Website Sources
Crawl your website to extract and index content — Fetchply automatically follows links and processes every page.
Adding Website Sources
Website crawling is the primary way to build your agent's knowledge base. Enter a URL, and Fetchply crawls the entire site.
Navigate to Sources
Open your agent's dashboard and go to the Sources tab.
Add a Website URL
Click Add Source and enter your website URL (e.g., https://yoursite.com).
Fetchply will:
- Start from the URL you provide
- Follow internal links to discover all pages
- Extract readable text content from each page
- Skip images, videos, and non-HTML files
Monitor Crawling Progress
Watch the real-time progress as pages are discovered and processed. The dashboard shows:
- Pages found vs. pages crawled
- Current page being processed
- Any errors encountered
Adding Individual URLs
You can also add specific URLs one at a time using the Train URL feature.

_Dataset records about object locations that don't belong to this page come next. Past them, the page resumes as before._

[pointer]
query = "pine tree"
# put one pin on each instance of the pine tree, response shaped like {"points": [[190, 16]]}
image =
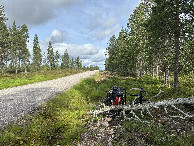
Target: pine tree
{"points": [[4, 39], [15, 39], [72, 63], [78, 63], [57, 59], [50, 56], [65, 60], [25, 54], [37, 56]]}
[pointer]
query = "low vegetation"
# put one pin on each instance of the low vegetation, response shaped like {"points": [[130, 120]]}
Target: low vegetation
{"points": [[12, 80], [63, 119]]}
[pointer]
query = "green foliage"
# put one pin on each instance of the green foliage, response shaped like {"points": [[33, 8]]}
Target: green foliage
{"points": [[37, 57], [50, 56], [158, 41], [63, 118], [12, 80], [139, 133]]}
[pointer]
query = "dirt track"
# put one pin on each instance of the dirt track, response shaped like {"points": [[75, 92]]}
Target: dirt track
{"points": [[18, 101]]}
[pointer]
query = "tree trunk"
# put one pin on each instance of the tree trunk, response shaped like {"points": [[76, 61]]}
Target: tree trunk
{"points": [[176, 47], [157, 71], [168, 74], [16, 66]]}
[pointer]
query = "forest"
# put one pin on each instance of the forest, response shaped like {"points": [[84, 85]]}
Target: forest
{"points": [[15, 56], [158, 41]]}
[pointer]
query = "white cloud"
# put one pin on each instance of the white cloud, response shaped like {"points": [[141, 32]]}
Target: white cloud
{"points": [[110, 22], [57, 36], [107, 32], [35, 12]]}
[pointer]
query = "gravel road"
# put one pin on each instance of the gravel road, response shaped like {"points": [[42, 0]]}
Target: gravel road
{"points": [[18, 101]]}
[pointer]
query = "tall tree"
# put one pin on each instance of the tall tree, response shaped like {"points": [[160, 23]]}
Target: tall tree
{"points": [[15, 39], [166, 23], [78, 63], [65, 64], [25, 54], [50, 56], [37, 56], [57, 59], [4, 35]]}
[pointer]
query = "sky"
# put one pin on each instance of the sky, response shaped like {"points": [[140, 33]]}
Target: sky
{"points": [[83, 27]]}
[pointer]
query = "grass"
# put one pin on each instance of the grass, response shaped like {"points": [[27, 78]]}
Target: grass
{"points": [[62, 119], [12, 80], [139, 133]]}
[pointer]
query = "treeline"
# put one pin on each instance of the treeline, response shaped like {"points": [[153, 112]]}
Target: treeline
{"points": [[158, 41], [15, 56]]}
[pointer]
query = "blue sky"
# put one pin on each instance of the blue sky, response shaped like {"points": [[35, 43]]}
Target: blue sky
{"points": [[83, 27]]}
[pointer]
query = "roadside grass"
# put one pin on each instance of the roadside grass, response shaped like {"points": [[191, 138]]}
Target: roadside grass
{"points": [[138, 133], [63, 118], [12, 80]]}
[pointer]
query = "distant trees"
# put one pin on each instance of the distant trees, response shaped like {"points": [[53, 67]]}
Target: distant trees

This is useful for:
- Adding pages from external sites
- Indexing a single blog post or article
- Adding content from sites you don't want fully crawled
Individual URLs are not limited to a specific domain — you can index any publicly accessible web page.
How the Crawler Works
- Respects
robots.txt— the crawler follows standard robots exclusion rules - Text-only extraction — images, scripts, and styles are stripped; only readable content is indexed
- Deduplication — pages with identical content are not indexed twice
- Content hashing — when retraining, unchanged pages are skipped to save time
JavaScript-rendered pages: The crawler processes HTML content directly. Pages that rely heavily on client-side JavaScript rendering may not be fully crawled. Consider using file uploads for such content.
Managing Website Sources
From the Sources tab, you can:
- View all crawled URLs and their status
- Remove individual pages from the knowledge base
- Re-crawl a specific source to update content
- See crawl logs with detailed timing and error information